Un artiste d'ombres et de lumières

La salle Kubo Kutxa de Donostia consacre une vaste rétrospective à la trajectoire artistique de Javier Perez.

L'exposition "Présences absences" rend hommage à l'amplitude créatrice et aux réflexions singulières de Javier Perez sur la condition humaine. Bien connu de la scène internationale où il a été récompensé à de multiples occasions, l'artiste originaire de Bilbao a notamment représenté l'Espagne à la biennale de Venise en 2001. La grande variété des langages artistiques de Javier Perez rapproche les dimensions charnelles et spirituelles dans une poésie inquiétante. Sa démarche syncrétique embrasse la sculpture, le dessin, la photographie, la performance et donne lieu à de surprenantes installations. Au cours de ces deux dernières décennies, l'artiste a puisé dans le marbre, le bronze, la vie, la mort et nos cauchemars la beauté étrange et captivante des pièces hybrides exposées à la fondation Kubo Kutxa. La maitrise technique qui caractérise son travail captive nos sens pour mieux les déstabiliser. Ainsi la fécondité de l'oeuvre de Javier Perez tient à la recherche incessante de formes nouvelles.

D'entrée de jeu, la série de douze dessins réalisés à partir de photographies prises dans un parc de Barcelone où l'artiste vit, tracent d'inquiétants "chemins" à travers la nuit. Chaque dessin au pastel de grande dimension nécessite un mois de travail. L'obscurité de Javier Perez semble être hantée par une lumière mystérieuse et intime.

Dans la salle principale, ‘Carrousel du temps’, l'oeuvre majeure de l'exposition, hypnotise les sens. Cette installation formée d'un gramophone autour duquel 34 paires de chaussures noires suspendues à des fils rouges dansent au rythme d'une musique de cabaret met en scène une fête à la nostalgie puissante et incroyable. Cela ressemble à une vibrante manifestation de l'éternel retour Nietzschéen.
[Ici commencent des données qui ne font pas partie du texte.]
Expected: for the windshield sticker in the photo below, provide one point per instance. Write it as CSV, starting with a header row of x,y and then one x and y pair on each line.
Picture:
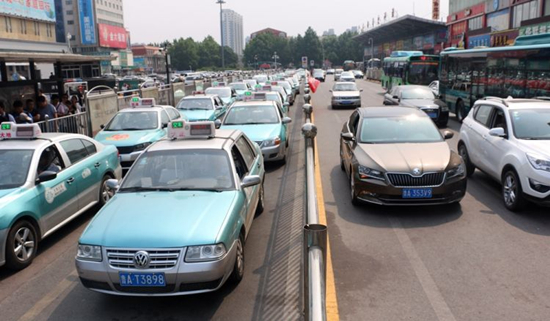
x,y
52,193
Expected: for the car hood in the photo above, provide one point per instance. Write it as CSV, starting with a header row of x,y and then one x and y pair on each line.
x,y
194,115
129,138
428,157
421,103
346,93
160,219
258,133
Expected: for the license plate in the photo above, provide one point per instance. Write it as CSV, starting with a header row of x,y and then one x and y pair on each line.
x,y
141,279
417,193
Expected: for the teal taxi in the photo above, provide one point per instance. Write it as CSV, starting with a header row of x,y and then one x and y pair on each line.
x,y
178,222
132,129
46,180
264,122
201,107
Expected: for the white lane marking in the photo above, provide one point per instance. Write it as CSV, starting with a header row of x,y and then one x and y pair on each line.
x,y
437,301
47,300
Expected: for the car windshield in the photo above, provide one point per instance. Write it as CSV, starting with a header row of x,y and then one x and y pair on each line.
x,y
187,169
417,93
401,129
532,124
143,120
251,115
222,92
345,87
196,104
14,166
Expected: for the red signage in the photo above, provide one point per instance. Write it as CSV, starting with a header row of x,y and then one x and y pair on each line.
x,y
112,37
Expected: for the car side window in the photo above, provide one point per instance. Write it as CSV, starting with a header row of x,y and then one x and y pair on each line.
x,y
240,166
50,160
246,151
482,114
75,149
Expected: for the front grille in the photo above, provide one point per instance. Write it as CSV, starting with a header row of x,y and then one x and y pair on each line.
x,y
125,149
159,259
407,180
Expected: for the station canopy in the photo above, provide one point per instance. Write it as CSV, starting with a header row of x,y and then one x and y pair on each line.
x,y
401,28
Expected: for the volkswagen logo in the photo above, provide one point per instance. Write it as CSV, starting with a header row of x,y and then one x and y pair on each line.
x,y
141,259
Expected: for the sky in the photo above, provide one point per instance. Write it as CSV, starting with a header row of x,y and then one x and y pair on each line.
x,y
158,20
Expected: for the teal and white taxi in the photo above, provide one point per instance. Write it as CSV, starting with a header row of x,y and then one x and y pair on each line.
x,y
46,180
264,122
179,220
201,107
131,130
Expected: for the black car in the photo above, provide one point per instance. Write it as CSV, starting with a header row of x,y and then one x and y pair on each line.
x,y
420,97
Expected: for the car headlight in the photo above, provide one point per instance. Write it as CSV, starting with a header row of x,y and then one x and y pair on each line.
x,y
369,173
140,147
539,163
458,171
89,253
272,142
205,253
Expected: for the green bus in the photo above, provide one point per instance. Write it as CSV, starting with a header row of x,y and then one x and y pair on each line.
x,y
519,71
408,68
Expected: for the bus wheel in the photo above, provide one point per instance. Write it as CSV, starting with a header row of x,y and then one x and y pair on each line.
x,y
460,112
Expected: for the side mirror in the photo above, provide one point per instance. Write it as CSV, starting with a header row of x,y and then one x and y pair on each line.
x,y
251,180
497,132
46,176
448,135
112,185
347,137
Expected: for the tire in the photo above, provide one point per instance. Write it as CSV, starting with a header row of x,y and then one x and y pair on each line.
x,y
238,269
21,245
512,194
463,152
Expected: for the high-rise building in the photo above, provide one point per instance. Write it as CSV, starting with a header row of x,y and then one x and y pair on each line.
x,y
232,24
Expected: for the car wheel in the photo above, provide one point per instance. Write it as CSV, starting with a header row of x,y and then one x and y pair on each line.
x,y
238,269
21,245
470,167
512,192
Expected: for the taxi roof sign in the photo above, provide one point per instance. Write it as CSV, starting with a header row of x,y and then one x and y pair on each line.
x,y
10,130
191,130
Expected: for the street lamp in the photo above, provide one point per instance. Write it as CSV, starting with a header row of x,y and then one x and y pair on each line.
x,y
221,2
Au moyen de cette mécanique sophistiquée, Javier Perez devient marionnettiste pour mieux éveiller les émotions du visiteur et jouer avec notre rapport intime au temps qui passe.

Dans la même salle, le ‘Masque de la séduction' suscite l'ambivalence des sentiments grâce à l'intensité rouge sang d'une tête retournée comme un gant pour donner à voir sa beauté intérieure.

A la croisée de l'inconscient, ‘Somnie Insomnie’ est une installation de coussins déformés au cours des mauvaises nuits par la tête de l'artiste. Ces sculptures en marbre de Carrare disposées sur une estrade ressemblent à des cocons abandonnés par les insomnies créatrices.

Présentées dans la mezzanine, les sculptures en bronze de "Pulsions, pulsations" font éclore des coeurs visiblement humains au bout de branches mortes. Cette végétation hybride entre en résonance avec les métamorphoses d'Ovide et l'univers post-humain du réalisateur David Cronenberg. Quel que soit le médium, les oeuvres de Javier Perez sont marquées par la tragédie de l'impermanence. Son univers poétique et angoissant ouvre la voie à de nouvelles expériences sensibles, celles où toute ombre a sa part de lumières.